Thursday, April 12, 2007

How to Protect Yourself in Walking Away From a Mortgage

Walking away from a mortgage results in a voluntary foreclosure also known as a "strategic default." Some people who can afford their mortgage walk away because they no longer like the neighborhood or the home has suddenly lost value. It is possible for a home to lose half its value during a major housing slump. Some people---including those who purchased at inflated prices with low down payments---choose to walk away rather than wait for a rebound in home prices. However, people who walk away could face serious financial or credit problems for years.

Instructions

    1

    Meet with a bank loan officer or a nonprofit credit counselor to learn how walking away from a mortgage impacts credit. Get advice from a bank loan officer you know, if possible. A loan officer not affiliated with your mortgage company can give you unbiased advice on what to expect, and a credit counselor can as well. See a loan officer at your bank or credit union, and get referrals for credit counselors from charitable organizations such as the United Way or a local chapter of the National Urban League. Foreclosure remains on credit reports for seven years, making it difficult or impossible to purchase another home for several years.

    2

    Hire a reputable real estate attorney to negotiate terms allowing you to walk away from the mortgage while protecting yourself. You can do this yourself, but the stakes are so high that hiring an experienced attorney is best. For example, the attorney can negotiate a transaction called a "deed-in-lieu of foreclosure," which allows you to give the property to the mortgage company and walk away from the property without a foreclosure on your credit report or further responsibility for the mortgage.

    3

    Negotiate with the mortgage company on your own if you decide not to hire an attorney.
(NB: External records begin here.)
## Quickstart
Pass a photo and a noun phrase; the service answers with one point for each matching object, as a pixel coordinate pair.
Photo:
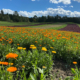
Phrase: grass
(32, 52)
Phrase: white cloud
(59, 1)
(32, 0)
(71, 6)
(8, 11)
(61, 6)
(77, 0)
(49, 11)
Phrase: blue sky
(29, 8)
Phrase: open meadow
(39, 52)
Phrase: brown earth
(61, 69)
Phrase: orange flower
(19, 48)
(4, 63)
(12, 69)
(10, 63)
(11, 55)
(74, 62)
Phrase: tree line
(16, 18)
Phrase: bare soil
(61, 69)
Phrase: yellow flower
(44, 49)
(19, 48)
(34, 47)
(53, 51)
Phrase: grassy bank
(28, 53)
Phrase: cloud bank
(49, 11)
(60, 1)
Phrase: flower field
(29, 53)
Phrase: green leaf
(72, 70)
(40, 70)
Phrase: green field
(29, 53)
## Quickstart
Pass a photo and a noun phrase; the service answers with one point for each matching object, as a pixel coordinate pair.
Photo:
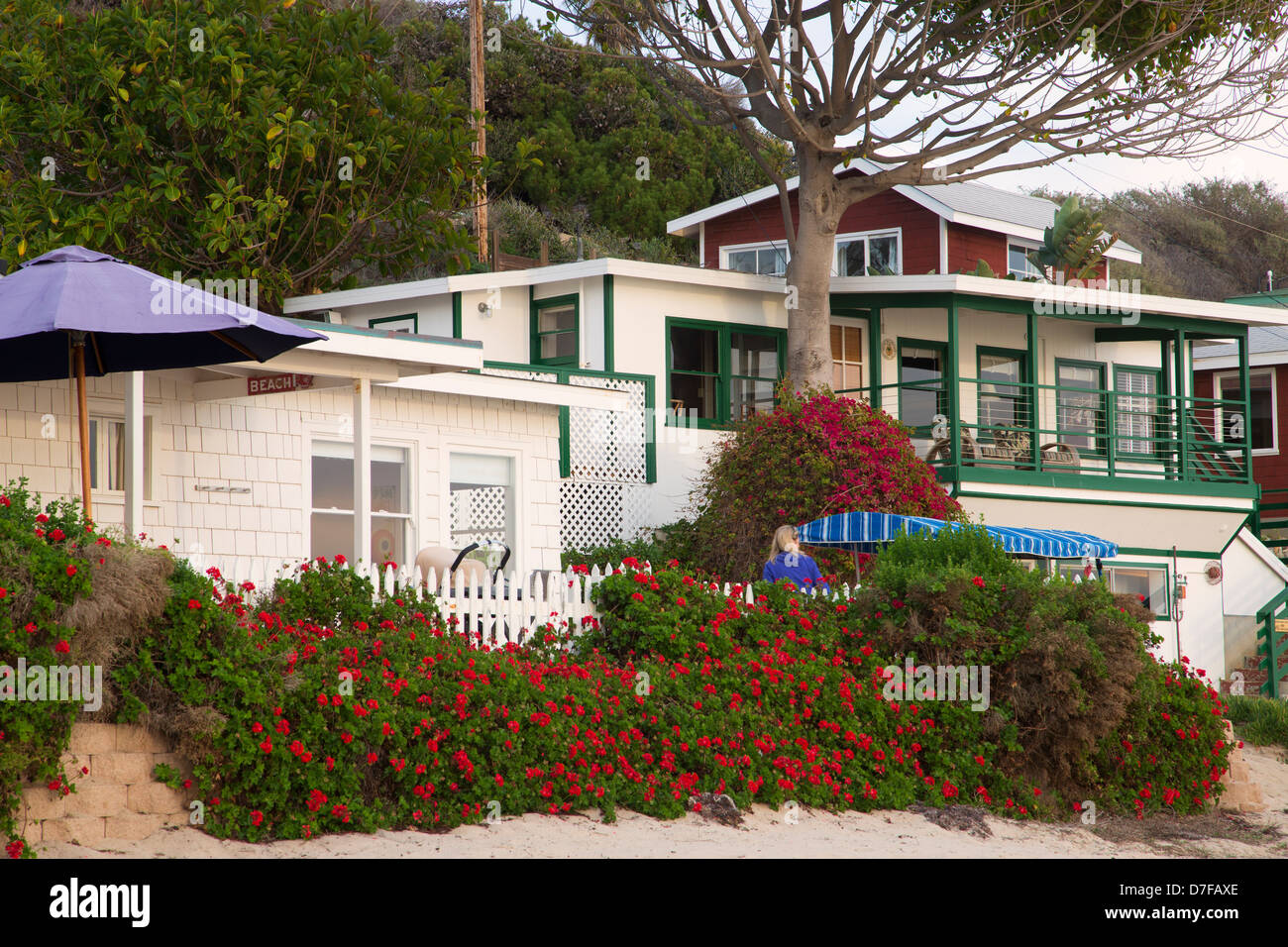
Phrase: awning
(867, 532)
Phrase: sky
(1262, 159)
(1265, 158)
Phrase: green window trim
(1021, 401)
(1098, 441)
(412, 316)
(1158, 446)
(722, 375)
(609, 333)
(1168, 579)
(941, 401)
(536, 307)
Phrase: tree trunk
(809, 273)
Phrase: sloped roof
(1261, 339)
(965, 202)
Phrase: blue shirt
(803, 571)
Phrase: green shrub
(1096, 716)
(46, 566)
(815, 454)
(1260, 720)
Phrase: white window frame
(1218, 376)
(862, 325)
(114, 412)
(1026, 245)
(336, 436)
(897, 232)
(763, 245)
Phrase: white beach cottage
(574, 403)
(1072, 407)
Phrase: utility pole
(477, 106)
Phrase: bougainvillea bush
(309, 709)
(815, 454)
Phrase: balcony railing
(1063, 429)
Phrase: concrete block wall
(115, 797)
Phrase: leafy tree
(1203, 240)
(233, 138)
(949, 91)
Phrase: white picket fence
(506, 609)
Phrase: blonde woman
(787, 561)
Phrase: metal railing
(1025, 427)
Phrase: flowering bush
(309, 709)
(46, 565)
(815, 454)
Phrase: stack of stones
(1240, 792)
(116, 795)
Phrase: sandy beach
(765, 832)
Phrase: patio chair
(1009, 446)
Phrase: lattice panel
(608, 445)
(595, 512)
(480, 515)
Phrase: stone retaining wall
(115, 797)
(1240, 792)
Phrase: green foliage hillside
(595, 119)
(1205, 240)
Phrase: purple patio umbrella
(85, 312)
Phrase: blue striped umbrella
(867, 532)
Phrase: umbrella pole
(78, 350)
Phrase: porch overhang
(1050, 300)
(516, 389)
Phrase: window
(720, 372)
(846, 357)
(107, 455)
(331, 521)
(752, 375)
(397, 324)
(1260, 424)
(858, 254)
(554, 330)
(764, 260)
(1018, 262)
(695, 371)
(1080, 403)
(481, 499)
(1147, 583)
(1136, 410)
(1003, 399)
(921, 382)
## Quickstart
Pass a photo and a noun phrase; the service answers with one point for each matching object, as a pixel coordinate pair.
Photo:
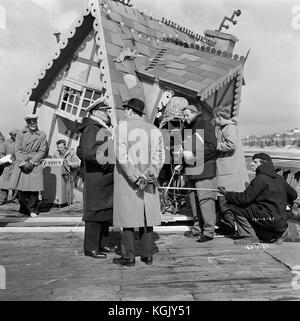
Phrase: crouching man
(260, 211)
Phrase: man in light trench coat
(140, 157)
(31, 149)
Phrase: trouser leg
(244, 227)
(226, 215)
(146, 238)
(3, 196)
(196, 210)
(104, 235)
(128, 243)
(92, 236)
(33, 200)
(208, 213)
(23, 200)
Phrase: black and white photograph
(149, 153)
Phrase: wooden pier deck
(52, 267)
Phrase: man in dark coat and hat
(98, 179)
(260, 211)
(200, 172)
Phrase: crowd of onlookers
(21, 168)
(125, 189)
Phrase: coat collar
(27, 130)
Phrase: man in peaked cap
(31, 149)
(6, 183)
(140, 157)
(260, 211)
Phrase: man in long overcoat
(140, 157)
(201, 174)
(7, 148)
(31, 149)
(98, 179)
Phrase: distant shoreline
(293, 152)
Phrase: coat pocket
(225, 166)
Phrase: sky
(270, 29)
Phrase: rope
(190, 189)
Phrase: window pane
(97, 95)
(88, 94)
(77, 99)
(74, 111)
(83, 113)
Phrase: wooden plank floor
(53, 267)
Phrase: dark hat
(135, 104)
(191, 108)
(31, 116)
(262, 156)
(100, 103)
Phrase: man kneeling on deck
(260, 211)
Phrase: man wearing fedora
(97, 174)
(7, 148)
(140, 157)
(31, 149)
(200, 172)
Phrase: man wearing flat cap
(97, 174)
(31, 149)
(260, 211)
(200, 172)
(140, 157)
(6, 182)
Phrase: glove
(150, 177)
(142, 183)
(222, 190)
(178, 168)
(189, 157)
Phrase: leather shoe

Contact the mortgage company to request permission for a short sale, if applicable. Short sales allow the homeowner to sell the house for less than the balance on the mortgage. This is important for people who owe more on the mortgage than their house is worth, a situation known as being "upside down" on the mortgage. People usually become upside down on their mortgages after the house dramatically declines in value.

    4

    Ask the mortgage company not to seek a "deficiency judgment" from you if a short sale or deed-in-lieu is not possible and you still plan to walk away. The mortgage company will sell the house after you walk away, and may hold you responsible for the difference if the sales price is less than the balance on the mortgage. Some states allow mortgage companies to file lawsuits to force the former owner to pay the difference. Protect yourself by discussing this with the mortgage company before you walk away. Get any agreements in writing.